[Vu en VO.]
Elephant est un chef d'oeuvre basé sur un fait divers. Presque un documentaire. Gus Van Sant, réalisateur renommé, a tout à fait comprit de quelle sorte de film il s'agit ici. Il montre juste ce qu'il se passe dans le monde, telle les nouvelles du soir. Il montre. Il n'explique rien, il montre. Nous ne sommes que des témoins. Des témoins extérieurs. En effet, Elephant a sur le spectateur l'effet que produit un fait divers vu à la télévision ou dans les journaux. Aucune émotion car aucun attachement aux personnages. C'est voulu. On voit ces adolescents comme n'importe quel autre adolescent, sans identité particulière, sans essayer de comprendre leurs actes. On peux s'identifier à eux, ou voir ce garçon que l'on croise tout les jours sans lui prêter attention... En revanche, le film choque comme un fait divers peut choquer. On en ressors secoué, préoccupé et dérangé. En cela, le film et la volonté du réalisateur sont de véritables réussites.

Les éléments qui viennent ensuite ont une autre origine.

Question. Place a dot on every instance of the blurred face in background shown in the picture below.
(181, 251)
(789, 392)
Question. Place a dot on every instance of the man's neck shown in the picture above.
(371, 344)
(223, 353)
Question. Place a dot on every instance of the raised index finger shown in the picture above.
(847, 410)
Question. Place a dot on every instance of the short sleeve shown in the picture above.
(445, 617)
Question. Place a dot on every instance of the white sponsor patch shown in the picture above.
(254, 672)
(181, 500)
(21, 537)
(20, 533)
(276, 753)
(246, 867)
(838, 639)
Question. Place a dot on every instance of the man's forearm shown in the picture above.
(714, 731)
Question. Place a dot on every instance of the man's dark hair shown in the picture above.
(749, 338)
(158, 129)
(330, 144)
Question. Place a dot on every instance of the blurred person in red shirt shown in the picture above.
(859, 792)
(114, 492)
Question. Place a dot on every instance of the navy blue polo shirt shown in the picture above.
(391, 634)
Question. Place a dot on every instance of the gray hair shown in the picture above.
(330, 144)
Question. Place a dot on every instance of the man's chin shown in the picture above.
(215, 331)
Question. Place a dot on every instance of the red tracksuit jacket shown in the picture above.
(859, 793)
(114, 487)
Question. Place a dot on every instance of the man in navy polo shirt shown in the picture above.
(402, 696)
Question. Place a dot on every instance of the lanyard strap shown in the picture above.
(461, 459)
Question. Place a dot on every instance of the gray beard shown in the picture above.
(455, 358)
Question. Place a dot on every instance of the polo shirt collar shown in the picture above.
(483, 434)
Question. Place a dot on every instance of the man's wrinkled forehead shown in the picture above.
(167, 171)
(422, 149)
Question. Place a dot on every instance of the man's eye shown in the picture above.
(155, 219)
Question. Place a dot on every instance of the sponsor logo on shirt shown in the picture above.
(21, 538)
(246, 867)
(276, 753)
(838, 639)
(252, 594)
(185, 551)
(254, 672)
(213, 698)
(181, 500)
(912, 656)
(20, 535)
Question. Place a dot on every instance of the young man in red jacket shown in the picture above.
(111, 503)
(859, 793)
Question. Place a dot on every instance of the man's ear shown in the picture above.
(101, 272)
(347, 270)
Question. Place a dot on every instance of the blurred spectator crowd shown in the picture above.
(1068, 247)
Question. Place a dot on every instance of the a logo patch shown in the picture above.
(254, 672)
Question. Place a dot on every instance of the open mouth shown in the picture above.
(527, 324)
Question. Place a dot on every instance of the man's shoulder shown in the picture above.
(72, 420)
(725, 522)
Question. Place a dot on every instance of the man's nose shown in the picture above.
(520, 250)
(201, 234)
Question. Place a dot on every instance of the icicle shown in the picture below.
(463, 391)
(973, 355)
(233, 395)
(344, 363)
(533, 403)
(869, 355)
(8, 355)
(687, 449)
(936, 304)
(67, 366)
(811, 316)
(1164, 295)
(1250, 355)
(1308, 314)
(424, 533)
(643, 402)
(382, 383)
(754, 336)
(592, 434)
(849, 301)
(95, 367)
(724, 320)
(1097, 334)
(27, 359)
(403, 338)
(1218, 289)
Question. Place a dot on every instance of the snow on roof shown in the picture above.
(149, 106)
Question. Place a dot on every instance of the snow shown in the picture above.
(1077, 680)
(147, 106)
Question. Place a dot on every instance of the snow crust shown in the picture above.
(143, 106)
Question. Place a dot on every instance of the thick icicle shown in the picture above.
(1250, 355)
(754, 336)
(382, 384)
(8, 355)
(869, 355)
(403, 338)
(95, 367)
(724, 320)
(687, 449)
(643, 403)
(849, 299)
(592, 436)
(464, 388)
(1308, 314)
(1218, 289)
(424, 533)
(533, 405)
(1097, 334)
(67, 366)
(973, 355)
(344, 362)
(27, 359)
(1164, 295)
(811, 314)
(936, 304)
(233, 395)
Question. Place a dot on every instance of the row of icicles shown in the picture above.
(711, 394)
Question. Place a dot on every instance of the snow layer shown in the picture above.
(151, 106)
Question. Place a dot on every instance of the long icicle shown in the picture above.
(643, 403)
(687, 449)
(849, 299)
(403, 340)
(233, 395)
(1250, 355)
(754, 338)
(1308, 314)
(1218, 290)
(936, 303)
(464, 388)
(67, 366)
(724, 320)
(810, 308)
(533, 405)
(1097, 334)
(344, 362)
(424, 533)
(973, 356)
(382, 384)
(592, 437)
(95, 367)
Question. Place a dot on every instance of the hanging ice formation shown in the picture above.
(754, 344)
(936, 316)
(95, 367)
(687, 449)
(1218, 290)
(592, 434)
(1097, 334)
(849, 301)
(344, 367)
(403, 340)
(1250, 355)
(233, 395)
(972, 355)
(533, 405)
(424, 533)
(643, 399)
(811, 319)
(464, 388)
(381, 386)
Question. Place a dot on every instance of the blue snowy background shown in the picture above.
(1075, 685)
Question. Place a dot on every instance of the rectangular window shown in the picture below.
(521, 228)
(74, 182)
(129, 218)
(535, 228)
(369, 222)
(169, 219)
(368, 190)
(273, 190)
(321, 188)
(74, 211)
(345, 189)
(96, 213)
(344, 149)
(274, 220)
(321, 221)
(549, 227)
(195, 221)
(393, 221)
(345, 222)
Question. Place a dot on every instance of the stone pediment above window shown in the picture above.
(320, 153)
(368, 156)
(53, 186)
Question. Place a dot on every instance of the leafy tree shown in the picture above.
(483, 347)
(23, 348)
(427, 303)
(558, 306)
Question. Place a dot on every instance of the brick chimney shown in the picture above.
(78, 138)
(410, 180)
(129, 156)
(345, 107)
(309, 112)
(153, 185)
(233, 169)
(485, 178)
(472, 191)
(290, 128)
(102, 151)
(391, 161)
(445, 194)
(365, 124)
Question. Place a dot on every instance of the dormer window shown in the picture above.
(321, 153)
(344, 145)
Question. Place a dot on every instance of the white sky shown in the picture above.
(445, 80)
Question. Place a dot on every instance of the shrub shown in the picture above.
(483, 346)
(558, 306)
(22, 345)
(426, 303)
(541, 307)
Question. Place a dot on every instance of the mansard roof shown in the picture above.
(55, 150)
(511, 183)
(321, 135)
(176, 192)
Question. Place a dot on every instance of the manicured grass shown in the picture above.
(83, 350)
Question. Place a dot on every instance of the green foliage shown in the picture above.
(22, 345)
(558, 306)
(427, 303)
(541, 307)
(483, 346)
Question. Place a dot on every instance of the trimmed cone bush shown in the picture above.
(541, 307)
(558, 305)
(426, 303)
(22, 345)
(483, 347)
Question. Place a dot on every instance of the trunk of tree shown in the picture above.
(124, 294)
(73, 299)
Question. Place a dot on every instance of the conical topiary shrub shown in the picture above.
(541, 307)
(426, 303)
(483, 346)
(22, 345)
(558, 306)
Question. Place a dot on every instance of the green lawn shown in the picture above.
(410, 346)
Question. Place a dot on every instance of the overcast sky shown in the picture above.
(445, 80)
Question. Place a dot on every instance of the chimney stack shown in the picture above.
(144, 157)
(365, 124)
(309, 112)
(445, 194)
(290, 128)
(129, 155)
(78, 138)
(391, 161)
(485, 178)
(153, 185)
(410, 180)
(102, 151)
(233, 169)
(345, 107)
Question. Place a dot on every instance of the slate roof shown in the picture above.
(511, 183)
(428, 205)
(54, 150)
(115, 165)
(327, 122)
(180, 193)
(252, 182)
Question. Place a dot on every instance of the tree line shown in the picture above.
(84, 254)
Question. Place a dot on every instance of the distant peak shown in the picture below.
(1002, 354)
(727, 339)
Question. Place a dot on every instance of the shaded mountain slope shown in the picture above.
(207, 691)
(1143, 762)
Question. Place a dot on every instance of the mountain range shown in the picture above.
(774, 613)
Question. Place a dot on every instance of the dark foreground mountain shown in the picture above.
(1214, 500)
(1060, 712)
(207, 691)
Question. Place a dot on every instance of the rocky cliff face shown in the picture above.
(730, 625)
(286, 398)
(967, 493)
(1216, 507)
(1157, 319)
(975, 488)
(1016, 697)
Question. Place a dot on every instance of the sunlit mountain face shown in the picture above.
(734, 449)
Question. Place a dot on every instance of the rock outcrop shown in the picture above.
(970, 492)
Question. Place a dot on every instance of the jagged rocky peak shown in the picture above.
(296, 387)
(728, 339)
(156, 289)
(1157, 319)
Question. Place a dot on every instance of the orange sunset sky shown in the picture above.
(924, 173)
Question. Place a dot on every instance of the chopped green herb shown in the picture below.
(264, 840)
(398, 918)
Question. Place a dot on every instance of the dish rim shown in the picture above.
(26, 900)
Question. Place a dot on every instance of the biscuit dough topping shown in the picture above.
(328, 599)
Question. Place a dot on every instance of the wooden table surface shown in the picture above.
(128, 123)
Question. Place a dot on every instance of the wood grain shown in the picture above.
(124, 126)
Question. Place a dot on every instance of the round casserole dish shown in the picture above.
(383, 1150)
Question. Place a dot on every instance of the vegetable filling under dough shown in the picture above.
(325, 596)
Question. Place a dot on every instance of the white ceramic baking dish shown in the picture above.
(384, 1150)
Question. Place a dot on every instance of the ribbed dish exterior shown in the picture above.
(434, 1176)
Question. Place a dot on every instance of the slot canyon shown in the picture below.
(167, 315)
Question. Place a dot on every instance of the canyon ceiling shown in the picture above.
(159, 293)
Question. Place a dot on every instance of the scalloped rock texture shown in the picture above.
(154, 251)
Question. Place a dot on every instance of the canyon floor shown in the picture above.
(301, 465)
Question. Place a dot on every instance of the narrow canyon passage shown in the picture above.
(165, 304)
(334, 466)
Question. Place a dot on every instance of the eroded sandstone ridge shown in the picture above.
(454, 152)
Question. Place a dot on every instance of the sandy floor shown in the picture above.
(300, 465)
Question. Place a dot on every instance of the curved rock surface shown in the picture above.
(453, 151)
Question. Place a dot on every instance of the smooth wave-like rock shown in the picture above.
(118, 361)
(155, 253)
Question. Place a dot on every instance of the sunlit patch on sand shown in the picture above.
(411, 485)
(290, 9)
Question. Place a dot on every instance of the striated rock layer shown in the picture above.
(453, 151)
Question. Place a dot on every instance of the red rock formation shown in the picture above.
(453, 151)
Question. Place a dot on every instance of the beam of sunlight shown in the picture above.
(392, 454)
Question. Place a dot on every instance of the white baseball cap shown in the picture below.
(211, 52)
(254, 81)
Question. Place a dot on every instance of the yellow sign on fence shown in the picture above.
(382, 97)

Malgré cette volonté de montrer un fait divers, le film n'en reste pas moins artistique. Le premier plan du film, sur lequel défile le générique, est bluffant. Une véritable métaphore sur le déroulement et le dénouement du film. D'ailleurs, le film n'en manque pas de métaphores (L'idée du compte à rebours revenant à plusieurs reprises, le taureau sur le T-Shirt jaune de John, la croix blanche dans le dos du polo rouge, évoquant un viseur d'arme à feu, les passages de l'extérieur clair aux couloirs sombres du lycée, les métaphores du noir à la lumière dans le labo-photo...) Avant l'horreur finale, le film nage dans une certaine poésie, presque agréable, mené comme un voyage grâce à de magnifiques plans-séquences. Le plan final du film s'impose avec fierté et élégance, comme pour faire réfléchir sur ce qui vient de se passer, laisser derrière lui le fantôme inoubliable du carnage, laisser une dernière aura de désespoir.
La structure narrative donne encore plus d'intérêt à Elephant, grâce à ses ellipses et ses différents points de vue d'une même scène. Le tout est presque littéraire.
Les personnages portent les prénoms des acteurs, non professionnels au passage, ce qui contribue encore plus au réalisme indéniable qui se dégage de l'ambiance générale, elle, inoubliable.
Elephant est un chef-d'oeuvre culte qui fait, sept ans après, toujours réfléchir.